Passage of the Affordable Health Care Act of 2009 was aided by the Stupak Amendment at the last hour. The U.S. Bishops were quick to hail not only passage of the House version of long-awaited reform but also for inclusion of that amendment. However, the double-dip victory may auger double trouble.
Cardinal George cast the Stupak Amendment as clarification of President Obama's pledge that "no federal funds will pay for abortions." But some say the bill goes further: now for the subsidized exchanges, no one receiving federal funds can have an abortion. According to the Hyde Amendment, the abortion issue was outside of government funding in most cases (rape and incest are exceptions). If a woman wanted an abortion - which is (unfortunately) a constitutional right according to the Supreme Court - she had to pay for it from her private funds. Now the acceptance of federal funds for any health care purposes by an individual or even by their insurance company excludes abortion (Sec. 265, 2(b) 1-2).
On the face of it, Catholic America has succeeded once again in the strategy promoted by Obama adviser and pro-life lawyer, Douglas Kmiec: Death to abortion by a thousand cuts and nicks in law. However, a look at the voting in the House suggests that there is a lot of politicking going on. Most of the representatives voting for the amendment, DID NOT vote for Affordable Health Care that the bishops advocate. On the other hand, most of those voting AGAINST THE AMENDMENT, voted for the bill. In other words, it would be naïve to think that a Catholic position on abortion has rallied both parties to a single cause. Rather, abortion remains a divisive issue.
I expect an amendment to the amendment at some point, probably along the lines of what was offered by Rep. Brad Ellsworth (D-Ind.). Given the partisan voting cited above, the Church runs the risk of being "used" for very mundane purposes. If the focus on abortion only serves a Republican Party strategy of protecting the status quo in favor of insurance companies to prevent reform, then the Stupak Amendment could become the equivalent of "throwing out the baby with the bathwater."
But can you get both restriction of abortion funding AND health care reform? The compromise proposed is supposed to do this. It involves separate accounting of private funds paid to cover abortions for those who so choose. While such persons might be eligible for subsidies from the government to pay for some health care costs, the money to purchase coverage for abortions would have to come out of their own pocket.

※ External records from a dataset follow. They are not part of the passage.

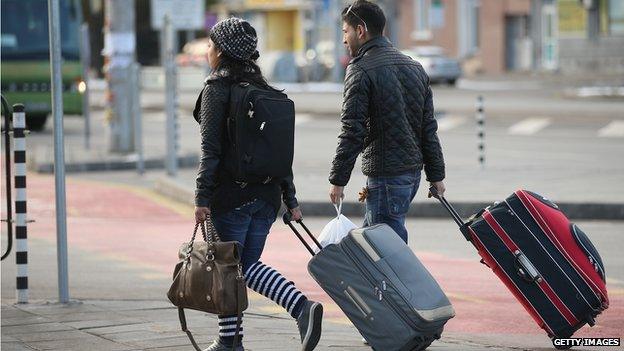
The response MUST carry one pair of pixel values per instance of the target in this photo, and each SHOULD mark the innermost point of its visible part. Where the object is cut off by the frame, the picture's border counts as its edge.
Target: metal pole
(21, 242)
(120, 48)
(480, 117)
(171, 98)
(336, 25)
(85, 55)
(59, 151)
(138, 131)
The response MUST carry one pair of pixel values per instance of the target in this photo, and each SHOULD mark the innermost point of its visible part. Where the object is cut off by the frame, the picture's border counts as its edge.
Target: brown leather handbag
(209, 278)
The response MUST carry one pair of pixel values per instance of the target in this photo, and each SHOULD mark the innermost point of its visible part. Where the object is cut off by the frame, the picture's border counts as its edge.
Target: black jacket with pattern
(214, 187)
(387, 115)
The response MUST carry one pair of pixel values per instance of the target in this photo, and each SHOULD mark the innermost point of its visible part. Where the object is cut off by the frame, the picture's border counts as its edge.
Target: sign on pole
(183, 14)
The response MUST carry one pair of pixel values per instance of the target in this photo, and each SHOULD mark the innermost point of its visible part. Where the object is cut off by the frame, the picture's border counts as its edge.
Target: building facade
(495, 36)
(488, 36)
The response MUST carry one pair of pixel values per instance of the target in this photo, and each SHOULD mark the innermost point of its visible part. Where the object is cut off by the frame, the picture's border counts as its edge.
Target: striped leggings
(266, 281)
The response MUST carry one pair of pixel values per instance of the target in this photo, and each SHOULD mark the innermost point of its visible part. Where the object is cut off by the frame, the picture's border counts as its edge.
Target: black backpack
(261, 130)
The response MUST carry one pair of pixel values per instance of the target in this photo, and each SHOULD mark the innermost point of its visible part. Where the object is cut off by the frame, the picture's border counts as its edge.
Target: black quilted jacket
(214, 187)
(387, 115)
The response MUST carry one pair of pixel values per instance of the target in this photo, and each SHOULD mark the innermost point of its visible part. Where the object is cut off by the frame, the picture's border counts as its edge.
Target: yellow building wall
(282, 30)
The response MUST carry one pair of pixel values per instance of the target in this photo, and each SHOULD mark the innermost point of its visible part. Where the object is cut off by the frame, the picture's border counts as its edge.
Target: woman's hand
(201, 213)
(296, 213)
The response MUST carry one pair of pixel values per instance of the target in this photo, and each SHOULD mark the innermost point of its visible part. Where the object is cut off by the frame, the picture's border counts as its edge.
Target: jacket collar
(380, 41)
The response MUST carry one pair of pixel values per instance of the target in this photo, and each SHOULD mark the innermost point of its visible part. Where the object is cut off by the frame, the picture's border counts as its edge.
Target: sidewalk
(122, 244)
(120, 325)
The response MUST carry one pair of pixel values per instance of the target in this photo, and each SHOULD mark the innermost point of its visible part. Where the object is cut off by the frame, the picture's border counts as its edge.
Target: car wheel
(36, 122)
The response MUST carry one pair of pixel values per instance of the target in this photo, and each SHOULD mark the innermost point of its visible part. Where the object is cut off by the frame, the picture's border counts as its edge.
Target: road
(123, 240)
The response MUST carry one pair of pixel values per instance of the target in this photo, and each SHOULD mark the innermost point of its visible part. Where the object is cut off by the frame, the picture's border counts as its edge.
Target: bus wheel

The process might be compared to using food stamps at the check-out counter in a supermarket. Food stamps do not cover chewing gum. On more than one occasion, I have seen an expectant mother using the government's nutrition assistance set two piles on the belt. The first stack includes formula and basic foods like cereal and milk. She uses the food stamps to pay for these. The second pile has a bag of chewing gum and the mother pays for this with cash from her pocket. I watched one woman give a stick of chewing gum to her child at her side during the drudgery of shopping. All this seemed like common-sense living to me. The food stamps do not buy chewing gum, the mother bought it from her own cash. After all, chewing gum is not illegal.
In the analogy, abortion insurance is like the private purchase of chewing gum. Its cost is separated from the subsidy, but taking government aid does not place the recipient into a separate category of citizen with different rights. Granted that the moral issue is much more serious, but the legal principle is the same.
This sort of "two piles" purchasing has been part of the implementation of the Hyde Amendment in the past, so it seems to be an extension in accordance with Catholic teaching. A reach too far would place the Church in the crossfire of partisan politics that the bishops say they want to avoid. If rational compromise is in order, I'd prefer a "two piles" solution to a "double trouble" problem.